Inoltre, al terzo comma dello stesso articolo costituzionale, al dettame “la legge determina i programmi e i controlli opportuni perché l’attività economica pubblica e privata possa essere indirizzata e coordinata a fini sociali” aggiunge l’espressione “e ambientali”. Se la Costituzione fosse un’opera letteraria o poetica, potrei comprendere la tautologica esplicazione di significanti il cui significato è già compreso in termini già citati, in funzione di arricchimento lessicale dell’eloquenza del testo, allora potrei comprenderne il senso, ma dal momento che parliamo della fonte primaria del nostro diritto, su cui si basa la conseguente legislazione, urge porsi delle domande su quali conseguenze giuridiche potrebbero determinare queste modifiche costituzionali.
Altresì, questa riforma aumenterà le istanze di tutela di innumerevoli specie di fauna (scarafaggi compresi), ma l’aspetto ancora più aberrante, determinerà un’ulteriore facilitazione per coloro che provengono da zone del mondo colpite da sconvolgimenti climatici, che di conseguenza potranno chiedere il riconoscimento di rifugiato, come se l’Italia non fosse già oberata per essere diventata una specie di zona franca per tutti gli immigrati clandestini, grazie alle politiche fallimentari di contenimento dei confini da parte dei nostri politicanti e grazie alla reiterata indifferenza della tanto “solidale” Unione europea.
Per di più, il legislatore, essendo titolare di una riserva di legge costituzionalmente sancita, potrà – con l’approvazione della maggioranza del Parlamento – intervenire in modo draconiano sulla gestione della nostra proprietà privata immobiliare, imponendo in modo invasivo degli adeguamenti strutturali per la sedicente tutela ambientale, costi che andrebbero a ripercuotersi sulla già provata e precaria stabilità economica delle famiglie e dei cittadini italiani, magari con il “ricatto” di prevedere delle sanzioni pecuniarie qualora questi adeguamenti non venissero eseguiti e magari inducendoli a vendere o peggio ancora a svendere a colossi di multinazionali immobiliari, sempre più fameliche e invadenti nella loro conquista del mercato immobiliare italiano.

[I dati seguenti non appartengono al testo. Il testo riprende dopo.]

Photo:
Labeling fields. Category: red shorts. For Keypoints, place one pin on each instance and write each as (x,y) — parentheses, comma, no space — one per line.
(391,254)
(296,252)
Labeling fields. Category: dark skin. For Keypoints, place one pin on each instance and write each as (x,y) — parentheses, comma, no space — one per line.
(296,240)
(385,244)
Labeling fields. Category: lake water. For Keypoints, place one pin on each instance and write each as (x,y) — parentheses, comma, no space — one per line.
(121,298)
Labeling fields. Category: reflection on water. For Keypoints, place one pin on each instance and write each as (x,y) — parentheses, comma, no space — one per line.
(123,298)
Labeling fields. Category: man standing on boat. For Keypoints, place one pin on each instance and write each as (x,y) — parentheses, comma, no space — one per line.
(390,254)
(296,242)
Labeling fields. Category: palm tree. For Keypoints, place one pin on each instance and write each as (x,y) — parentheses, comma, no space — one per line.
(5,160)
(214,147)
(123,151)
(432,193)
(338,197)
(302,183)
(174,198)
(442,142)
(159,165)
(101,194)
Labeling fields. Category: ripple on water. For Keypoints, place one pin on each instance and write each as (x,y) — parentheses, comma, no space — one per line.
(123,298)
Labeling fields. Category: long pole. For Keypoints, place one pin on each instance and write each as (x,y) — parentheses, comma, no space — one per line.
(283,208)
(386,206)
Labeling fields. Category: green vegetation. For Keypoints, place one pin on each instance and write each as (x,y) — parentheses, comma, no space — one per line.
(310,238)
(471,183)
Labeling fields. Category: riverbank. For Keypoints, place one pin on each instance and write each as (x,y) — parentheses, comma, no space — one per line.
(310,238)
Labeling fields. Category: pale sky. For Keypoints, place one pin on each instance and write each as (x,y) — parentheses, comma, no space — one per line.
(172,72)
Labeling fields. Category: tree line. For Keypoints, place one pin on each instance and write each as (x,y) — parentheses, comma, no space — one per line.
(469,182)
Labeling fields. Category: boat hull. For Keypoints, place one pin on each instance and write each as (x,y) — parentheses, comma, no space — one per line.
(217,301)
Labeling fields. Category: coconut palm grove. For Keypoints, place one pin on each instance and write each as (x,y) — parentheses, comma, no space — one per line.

La stessa riserva di legge costituzionale metterebbe il legislatore nelle condizioni di intervenire in modo invasivo nella gestione delle imprese private, ovviamente sempre a tutela dell’ambiente e dell’attuazione della transizione ecologica, a cui l’Ue ha vincolato l’erogazione dei fondi per il Pnrr, causando di conseguenza il loro fallimento, come abbiamo già potuto constatare con la legiferazione delle restrizioni incostituzionali governative a danno della libertà di circolazione ed economica e quindi d’impresa, attuate con la giustificazione della presenza della pandemia.
Le stesse politiche per attuare in modo repentino e forzatamente questa “salvifica” transizione ecologica stanno mettendo a repentaglio interi settori industriali e produttivi, minando la sopravvivenza di diverse imprese e di conseguenza di molteplici posti di lavoro, nonché di tutti gli indotti derivanti, oltre al fatto che sta portando verso una deriva esiziale numerose piccole e medie imprese, a vantaggio “stranamente” delle solite multinazionali.
Una Costituzione, per antonomasia, in un’accezione razionalista evoluzionista (ossia veramente liberale) e non costruttivista, dovrebbe prevedere norme astratte e generali e non particolari, altrimenti diventerebbe uno strumento per realizzare soprusi legislativi a danno delle libertà individuali. In una nazione in cui l’inflazione normativa ha determinato l’inefficienza dello Stato di diritto, si dovrebbe porre l’attenzione nel far rispettare i principi fondamentali e inviolabili già sanciti nella Costituzione, anziché preoccuparsi di appesantirla con ambigui cavilli, che possono diventare la fonte normativa di mostruose leggi illiberali.